In a new working paper (PDF) UCLA’s Roger Farmer responds to last year’s investigation into his claim that declines in the stock market caused the Great Recession.(PDF) Farmer apparently failed to grasp the nature of the critique.
In his original paper, Farmer claimed to have found a stable relationship between the movements in S&P 500 and unemployment rates, and that the data “leads me to stress asset market intervention as a potential policy resolution to the problem of high and persistent unemployment.” In other words, the government should deliberately prop up the stock market as a way of boosting the economy. Farmer appealed to the apparent forecasting power of his model to support his policy preference.
In response we countered that his visual evidence of forecasting power was deceptive– playing off the serial correlation in the data to trick the naïve observer. Rather, his model was not in fact powerful, as was demonstrated by the fact that a simpler model that ignored stock prices produced superior forecasts. Our analysis showed that even if Farmer’s model was correct, movements in the stock market fail to explain– let alone cause– the Great Recession.

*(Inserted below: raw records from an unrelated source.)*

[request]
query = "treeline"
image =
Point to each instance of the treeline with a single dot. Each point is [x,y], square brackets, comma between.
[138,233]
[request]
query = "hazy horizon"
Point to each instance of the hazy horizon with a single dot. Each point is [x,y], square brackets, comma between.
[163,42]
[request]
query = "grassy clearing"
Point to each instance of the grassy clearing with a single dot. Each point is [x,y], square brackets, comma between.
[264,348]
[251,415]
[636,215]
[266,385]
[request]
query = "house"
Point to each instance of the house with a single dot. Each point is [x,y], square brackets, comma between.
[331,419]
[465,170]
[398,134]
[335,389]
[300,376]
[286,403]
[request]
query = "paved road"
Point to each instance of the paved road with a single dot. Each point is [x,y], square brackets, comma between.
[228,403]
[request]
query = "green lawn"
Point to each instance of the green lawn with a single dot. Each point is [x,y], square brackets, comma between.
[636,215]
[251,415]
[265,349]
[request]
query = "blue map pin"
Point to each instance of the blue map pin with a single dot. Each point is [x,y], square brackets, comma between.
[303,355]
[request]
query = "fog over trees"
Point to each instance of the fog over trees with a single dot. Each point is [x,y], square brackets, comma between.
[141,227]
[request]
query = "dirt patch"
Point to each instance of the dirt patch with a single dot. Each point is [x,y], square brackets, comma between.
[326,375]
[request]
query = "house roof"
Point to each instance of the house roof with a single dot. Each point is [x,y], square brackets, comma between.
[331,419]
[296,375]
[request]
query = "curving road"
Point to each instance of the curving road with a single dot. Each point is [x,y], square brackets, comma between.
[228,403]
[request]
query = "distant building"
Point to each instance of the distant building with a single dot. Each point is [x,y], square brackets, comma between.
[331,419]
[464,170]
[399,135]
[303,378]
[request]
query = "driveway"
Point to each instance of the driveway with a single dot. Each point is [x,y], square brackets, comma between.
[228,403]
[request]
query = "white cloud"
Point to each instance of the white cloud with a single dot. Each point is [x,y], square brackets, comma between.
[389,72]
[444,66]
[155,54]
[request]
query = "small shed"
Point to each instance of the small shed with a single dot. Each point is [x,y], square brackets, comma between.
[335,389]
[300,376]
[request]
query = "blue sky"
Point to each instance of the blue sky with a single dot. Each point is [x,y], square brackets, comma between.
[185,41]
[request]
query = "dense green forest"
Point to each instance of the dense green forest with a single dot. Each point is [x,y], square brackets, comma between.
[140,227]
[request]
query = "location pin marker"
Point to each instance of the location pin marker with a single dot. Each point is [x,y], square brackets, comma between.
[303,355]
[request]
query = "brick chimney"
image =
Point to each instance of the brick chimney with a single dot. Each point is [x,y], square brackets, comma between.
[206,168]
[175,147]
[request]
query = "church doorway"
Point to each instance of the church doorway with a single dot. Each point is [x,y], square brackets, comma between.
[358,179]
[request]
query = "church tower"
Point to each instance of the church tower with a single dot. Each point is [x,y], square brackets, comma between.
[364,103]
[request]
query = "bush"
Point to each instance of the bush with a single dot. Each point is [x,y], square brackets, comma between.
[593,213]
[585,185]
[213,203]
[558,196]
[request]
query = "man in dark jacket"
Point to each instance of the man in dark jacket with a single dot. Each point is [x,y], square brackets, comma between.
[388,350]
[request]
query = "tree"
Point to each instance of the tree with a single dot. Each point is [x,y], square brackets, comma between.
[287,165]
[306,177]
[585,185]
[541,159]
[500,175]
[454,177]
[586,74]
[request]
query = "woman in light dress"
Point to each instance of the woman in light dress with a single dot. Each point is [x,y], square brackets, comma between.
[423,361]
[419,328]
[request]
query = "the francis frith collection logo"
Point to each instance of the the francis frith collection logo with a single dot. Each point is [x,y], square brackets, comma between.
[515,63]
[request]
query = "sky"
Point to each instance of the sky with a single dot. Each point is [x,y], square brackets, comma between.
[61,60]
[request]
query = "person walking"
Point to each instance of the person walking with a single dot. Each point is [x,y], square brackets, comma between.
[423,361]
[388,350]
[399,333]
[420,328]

Finally, we pointed out that the intervention necessary to prevent the recession was implausibly large to be considered serious.
Farmer now:
- Asserts as fact certain properties of his data shown to be consistent with, but unsupported by his analysis.
- Argues that the asserted properties require the use of a particular type of model.
- Suggests that despite using the proper kind of model, his model was “seriously mispecified” by failing to account for a structural break.
- Reasserts that despite this structural break the observed relationship is somehow “structurally stable.”
- Abandons the “correct way to model” and employs pre-break data in an effort to support the uncontroversial position that stock market data may help forecast unemployment.
We agree that his model may have failed due to structural breaks. In fact, post-2008 data may be completely different in structure than data prior, and therefore any model based on previous data is liable to produce forecasts only spuriously related to the post-2008 economy. In any case, we believe this undermines both his assertion that stock prices caused the Great Recession and his proposed policy solution.